Still, the family moved to the suburb of Mohammad Bin Zayed City to be closer to the school. Ahmed said the journey by bus now takes 40 minutes one way for his daughters, whereas it used to take nearly 90 minutes each way when the family lived in downtown Abu Dhabi.
“Cost wasn’t a factor behind why we moved out to the suburbs. I just wanted my daughters to have an easier journey,” Ahmed said.
Lunches and meals
The family also prefers to send the girls with home-cooked meals to school.
By opting to provide homemade meals, we end up inadvertently saving on food-related costs
“We simply feel that this food is safe to eat and healthier. On the rare occasion that my wife is unable to make food, we allow my girls to eat at the school canteen. But by opting to provide homemade meals, we also end up inadvertently saving on food-related costs,” Ahmed explained.
Over the years, schools in the UAE have also begun to charge a pretty penny for field trips and activities. Ahmed said he allows his daughters to go on these whenever possible, but only if they are themselves interested in the experience.
“I find that the costs of entry are cheaper when my daughters visit a place than when we take them ourselves, so why not,” he added.
Cost of an international trip per child from school
International trips, however, can be far too expensive to afford. Ahmed said trips proposed for his eldest to the United Kingdom and the States would have cost Dh7,000 each, and the family therefore chose not to spend on them.

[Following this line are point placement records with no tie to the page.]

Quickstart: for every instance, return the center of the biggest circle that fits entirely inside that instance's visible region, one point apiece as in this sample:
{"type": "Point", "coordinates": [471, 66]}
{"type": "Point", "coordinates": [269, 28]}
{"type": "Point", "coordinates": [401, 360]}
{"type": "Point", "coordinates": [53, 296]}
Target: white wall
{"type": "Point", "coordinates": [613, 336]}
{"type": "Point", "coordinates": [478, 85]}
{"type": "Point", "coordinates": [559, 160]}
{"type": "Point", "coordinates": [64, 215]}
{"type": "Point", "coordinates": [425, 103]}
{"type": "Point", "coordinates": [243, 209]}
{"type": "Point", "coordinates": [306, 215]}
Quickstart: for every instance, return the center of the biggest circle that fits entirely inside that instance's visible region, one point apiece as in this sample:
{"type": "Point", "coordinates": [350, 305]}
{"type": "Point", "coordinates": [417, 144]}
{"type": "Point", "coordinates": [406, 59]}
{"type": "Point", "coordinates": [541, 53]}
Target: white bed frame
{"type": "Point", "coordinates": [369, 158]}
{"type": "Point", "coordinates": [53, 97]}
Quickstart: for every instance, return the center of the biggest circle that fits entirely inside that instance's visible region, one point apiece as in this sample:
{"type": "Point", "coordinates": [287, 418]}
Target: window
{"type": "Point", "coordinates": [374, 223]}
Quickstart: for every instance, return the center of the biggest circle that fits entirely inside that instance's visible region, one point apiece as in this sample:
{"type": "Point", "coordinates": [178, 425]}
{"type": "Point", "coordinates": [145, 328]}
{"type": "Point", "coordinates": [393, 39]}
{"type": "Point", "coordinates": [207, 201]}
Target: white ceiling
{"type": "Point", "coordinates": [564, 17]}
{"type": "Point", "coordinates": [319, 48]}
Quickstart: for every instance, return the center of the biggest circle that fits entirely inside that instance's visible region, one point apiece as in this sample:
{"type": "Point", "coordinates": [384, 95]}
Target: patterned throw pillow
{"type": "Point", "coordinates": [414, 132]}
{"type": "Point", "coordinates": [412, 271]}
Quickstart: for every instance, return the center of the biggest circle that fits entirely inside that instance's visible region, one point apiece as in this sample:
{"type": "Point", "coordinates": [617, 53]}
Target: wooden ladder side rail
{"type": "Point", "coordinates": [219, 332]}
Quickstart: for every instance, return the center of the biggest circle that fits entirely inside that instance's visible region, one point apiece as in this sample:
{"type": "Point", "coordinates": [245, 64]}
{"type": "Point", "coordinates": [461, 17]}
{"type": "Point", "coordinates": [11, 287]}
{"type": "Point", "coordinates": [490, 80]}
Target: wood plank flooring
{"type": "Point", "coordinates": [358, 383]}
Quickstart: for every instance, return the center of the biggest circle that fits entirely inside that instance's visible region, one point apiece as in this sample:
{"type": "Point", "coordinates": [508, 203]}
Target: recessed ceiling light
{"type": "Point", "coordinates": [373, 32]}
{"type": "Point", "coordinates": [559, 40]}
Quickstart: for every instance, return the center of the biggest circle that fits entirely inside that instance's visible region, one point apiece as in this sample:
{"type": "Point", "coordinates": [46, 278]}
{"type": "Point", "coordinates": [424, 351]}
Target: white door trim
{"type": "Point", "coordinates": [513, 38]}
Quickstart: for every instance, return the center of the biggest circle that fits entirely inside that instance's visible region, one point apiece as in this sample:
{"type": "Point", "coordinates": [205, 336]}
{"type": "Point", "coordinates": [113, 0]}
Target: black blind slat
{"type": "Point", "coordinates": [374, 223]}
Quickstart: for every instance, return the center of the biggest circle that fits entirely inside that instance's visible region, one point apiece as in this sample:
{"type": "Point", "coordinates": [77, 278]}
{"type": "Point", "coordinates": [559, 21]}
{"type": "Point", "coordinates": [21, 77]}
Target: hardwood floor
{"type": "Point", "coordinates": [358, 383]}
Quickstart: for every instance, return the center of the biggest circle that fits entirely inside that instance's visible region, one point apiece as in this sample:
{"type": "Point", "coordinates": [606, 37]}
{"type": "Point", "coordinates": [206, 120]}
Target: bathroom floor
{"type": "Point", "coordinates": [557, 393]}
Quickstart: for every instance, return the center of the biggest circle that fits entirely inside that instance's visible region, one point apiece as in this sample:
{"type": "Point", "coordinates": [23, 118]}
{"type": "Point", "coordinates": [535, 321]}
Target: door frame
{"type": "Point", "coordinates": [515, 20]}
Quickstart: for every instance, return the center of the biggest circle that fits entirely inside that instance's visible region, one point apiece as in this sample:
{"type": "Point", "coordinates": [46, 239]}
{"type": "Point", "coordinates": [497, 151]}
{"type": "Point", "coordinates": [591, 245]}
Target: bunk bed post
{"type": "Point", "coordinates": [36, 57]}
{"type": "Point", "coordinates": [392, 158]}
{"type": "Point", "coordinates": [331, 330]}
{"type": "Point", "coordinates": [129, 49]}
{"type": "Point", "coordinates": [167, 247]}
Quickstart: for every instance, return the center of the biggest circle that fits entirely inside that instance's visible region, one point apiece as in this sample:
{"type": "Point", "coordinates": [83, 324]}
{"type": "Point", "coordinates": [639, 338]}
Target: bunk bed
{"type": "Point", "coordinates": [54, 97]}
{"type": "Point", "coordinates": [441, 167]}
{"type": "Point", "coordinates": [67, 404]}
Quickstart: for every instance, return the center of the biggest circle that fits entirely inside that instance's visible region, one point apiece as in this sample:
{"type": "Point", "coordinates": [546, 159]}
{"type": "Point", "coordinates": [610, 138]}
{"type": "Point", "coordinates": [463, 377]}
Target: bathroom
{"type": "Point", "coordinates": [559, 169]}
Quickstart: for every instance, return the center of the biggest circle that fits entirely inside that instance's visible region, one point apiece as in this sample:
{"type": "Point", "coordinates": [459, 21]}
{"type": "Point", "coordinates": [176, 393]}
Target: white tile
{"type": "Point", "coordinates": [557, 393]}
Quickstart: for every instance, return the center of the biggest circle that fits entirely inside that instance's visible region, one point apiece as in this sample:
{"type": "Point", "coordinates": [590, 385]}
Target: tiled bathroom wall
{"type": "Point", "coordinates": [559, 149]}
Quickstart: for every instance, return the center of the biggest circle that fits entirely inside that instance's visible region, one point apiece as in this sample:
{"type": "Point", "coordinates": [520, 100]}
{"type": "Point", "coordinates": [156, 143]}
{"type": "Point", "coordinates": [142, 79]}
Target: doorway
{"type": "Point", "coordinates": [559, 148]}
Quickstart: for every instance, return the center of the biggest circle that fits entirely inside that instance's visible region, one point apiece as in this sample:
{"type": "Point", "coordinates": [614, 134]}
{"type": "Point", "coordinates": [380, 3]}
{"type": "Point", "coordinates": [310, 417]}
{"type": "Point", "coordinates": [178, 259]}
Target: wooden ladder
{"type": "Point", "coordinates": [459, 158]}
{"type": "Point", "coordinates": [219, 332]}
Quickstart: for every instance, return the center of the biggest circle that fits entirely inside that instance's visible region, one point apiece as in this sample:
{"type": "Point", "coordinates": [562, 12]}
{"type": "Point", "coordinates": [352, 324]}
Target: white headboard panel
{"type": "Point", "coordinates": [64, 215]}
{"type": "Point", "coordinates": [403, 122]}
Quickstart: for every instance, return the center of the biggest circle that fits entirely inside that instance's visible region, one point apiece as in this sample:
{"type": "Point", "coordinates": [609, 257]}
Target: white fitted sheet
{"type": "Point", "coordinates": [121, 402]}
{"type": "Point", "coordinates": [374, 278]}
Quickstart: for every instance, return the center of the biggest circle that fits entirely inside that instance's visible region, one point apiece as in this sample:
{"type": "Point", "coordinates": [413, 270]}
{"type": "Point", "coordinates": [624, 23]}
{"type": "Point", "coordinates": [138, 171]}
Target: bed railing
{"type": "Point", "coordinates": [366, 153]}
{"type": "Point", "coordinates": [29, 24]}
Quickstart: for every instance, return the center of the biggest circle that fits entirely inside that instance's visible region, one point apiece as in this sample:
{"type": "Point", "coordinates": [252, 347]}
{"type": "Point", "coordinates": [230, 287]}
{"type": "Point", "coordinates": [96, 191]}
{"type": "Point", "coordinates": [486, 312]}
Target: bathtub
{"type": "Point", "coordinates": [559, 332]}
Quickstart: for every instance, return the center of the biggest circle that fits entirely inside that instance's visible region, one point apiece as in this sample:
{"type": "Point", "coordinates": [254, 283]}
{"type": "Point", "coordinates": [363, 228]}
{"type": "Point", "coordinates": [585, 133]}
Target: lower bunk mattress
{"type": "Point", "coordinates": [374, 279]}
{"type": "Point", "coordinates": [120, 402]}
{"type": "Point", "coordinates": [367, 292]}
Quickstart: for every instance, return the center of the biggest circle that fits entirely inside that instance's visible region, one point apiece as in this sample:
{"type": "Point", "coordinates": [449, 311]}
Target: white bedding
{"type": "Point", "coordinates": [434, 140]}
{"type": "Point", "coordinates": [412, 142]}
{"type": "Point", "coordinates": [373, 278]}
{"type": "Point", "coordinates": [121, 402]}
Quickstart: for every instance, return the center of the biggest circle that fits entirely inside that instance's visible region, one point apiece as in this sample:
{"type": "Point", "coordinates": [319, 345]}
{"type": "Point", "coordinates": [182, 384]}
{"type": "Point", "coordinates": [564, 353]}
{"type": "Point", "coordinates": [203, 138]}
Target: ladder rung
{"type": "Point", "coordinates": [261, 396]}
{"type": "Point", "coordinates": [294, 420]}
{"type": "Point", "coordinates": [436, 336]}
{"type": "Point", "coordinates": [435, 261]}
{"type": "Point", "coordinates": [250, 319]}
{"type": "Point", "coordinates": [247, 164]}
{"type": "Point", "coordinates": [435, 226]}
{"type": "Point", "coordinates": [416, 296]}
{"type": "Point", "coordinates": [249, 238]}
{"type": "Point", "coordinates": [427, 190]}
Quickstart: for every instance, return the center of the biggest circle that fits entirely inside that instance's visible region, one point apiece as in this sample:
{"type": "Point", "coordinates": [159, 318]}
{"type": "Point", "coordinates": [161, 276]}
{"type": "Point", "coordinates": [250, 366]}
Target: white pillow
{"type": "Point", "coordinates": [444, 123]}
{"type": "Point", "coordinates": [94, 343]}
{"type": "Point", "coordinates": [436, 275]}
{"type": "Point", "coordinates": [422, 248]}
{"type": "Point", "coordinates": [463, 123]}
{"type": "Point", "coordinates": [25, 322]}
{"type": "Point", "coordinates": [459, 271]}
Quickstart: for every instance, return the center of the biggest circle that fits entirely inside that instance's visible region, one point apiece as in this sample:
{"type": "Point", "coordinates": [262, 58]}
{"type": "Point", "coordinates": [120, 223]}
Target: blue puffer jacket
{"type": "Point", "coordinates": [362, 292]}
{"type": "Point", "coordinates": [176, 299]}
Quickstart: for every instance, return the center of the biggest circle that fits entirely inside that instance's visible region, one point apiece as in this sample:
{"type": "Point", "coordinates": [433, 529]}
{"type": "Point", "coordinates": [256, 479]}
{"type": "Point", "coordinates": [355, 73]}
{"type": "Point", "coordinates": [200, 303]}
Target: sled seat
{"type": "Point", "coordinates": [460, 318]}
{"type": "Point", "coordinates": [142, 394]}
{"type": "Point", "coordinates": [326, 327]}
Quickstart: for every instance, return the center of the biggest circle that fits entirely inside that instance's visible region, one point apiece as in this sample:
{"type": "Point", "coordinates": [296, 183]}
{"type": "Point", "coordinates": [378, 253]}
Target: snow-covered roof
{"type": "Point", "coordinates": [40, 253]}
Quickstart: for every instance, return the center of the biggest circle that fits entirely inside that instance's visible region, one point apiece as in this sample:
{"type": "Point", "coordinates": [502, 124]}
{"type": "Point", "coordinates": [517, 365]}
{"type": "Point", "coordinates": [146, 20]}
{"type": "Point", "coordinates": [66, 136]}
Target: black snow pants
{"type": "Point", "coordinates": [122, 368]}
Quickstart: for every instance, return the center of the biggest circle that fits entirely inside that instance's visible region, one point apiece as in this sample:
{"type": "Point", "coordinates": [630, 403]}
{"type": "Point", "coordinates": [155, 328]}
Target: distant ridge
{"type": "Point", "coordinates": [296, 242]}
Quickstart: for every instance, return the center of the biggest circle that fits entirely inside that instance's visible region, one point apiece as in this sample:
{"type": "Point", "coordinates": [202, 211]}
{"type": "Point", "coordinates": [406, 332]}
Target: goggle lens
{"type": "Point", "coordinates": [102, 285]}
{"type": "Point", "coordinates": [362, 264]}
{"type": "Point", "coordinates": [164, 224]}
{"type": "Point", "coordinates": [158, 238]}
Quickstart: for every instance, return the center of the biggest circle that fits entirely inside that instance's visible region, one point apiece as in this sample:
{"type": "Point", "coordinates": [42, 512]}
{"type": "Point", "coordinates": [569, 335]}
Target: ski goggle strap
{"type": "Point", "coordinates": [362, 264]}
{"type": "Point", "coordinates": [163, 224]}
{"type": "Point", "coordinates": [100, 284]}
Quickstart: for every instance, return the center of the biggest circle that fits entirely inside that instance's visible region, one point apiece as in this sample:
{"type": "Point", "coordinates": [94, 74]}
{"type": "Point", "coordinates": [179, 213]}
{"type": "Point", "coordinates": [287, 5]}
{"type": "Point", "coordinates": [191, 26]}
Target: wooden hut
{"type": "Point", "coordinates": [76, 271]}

Finally, the family also chooses not to host lavish birthday parties, instead organising simpler, more engaging get-togethers for the girls. These events can be hidden expenses for families with young children.
Tips on minimising education costs
- Opt for the best payment plan in collaboration with the school. Most schools offer flexible payment schedules.
- Buy good quality stationery. This way, items will last longer and save you from multiple purchases of the same items.
- Some items can be used for longer than a year, like shoes. See if you can avoid buying new ones at the start of every year.
- Save on transportation costs by living close to your school if possible.
- Provide homemade lunches; these help minimise additional costs and are healthier as well.
- Not every field trip or activity is fun for every child, so only spend on these if your children are interested.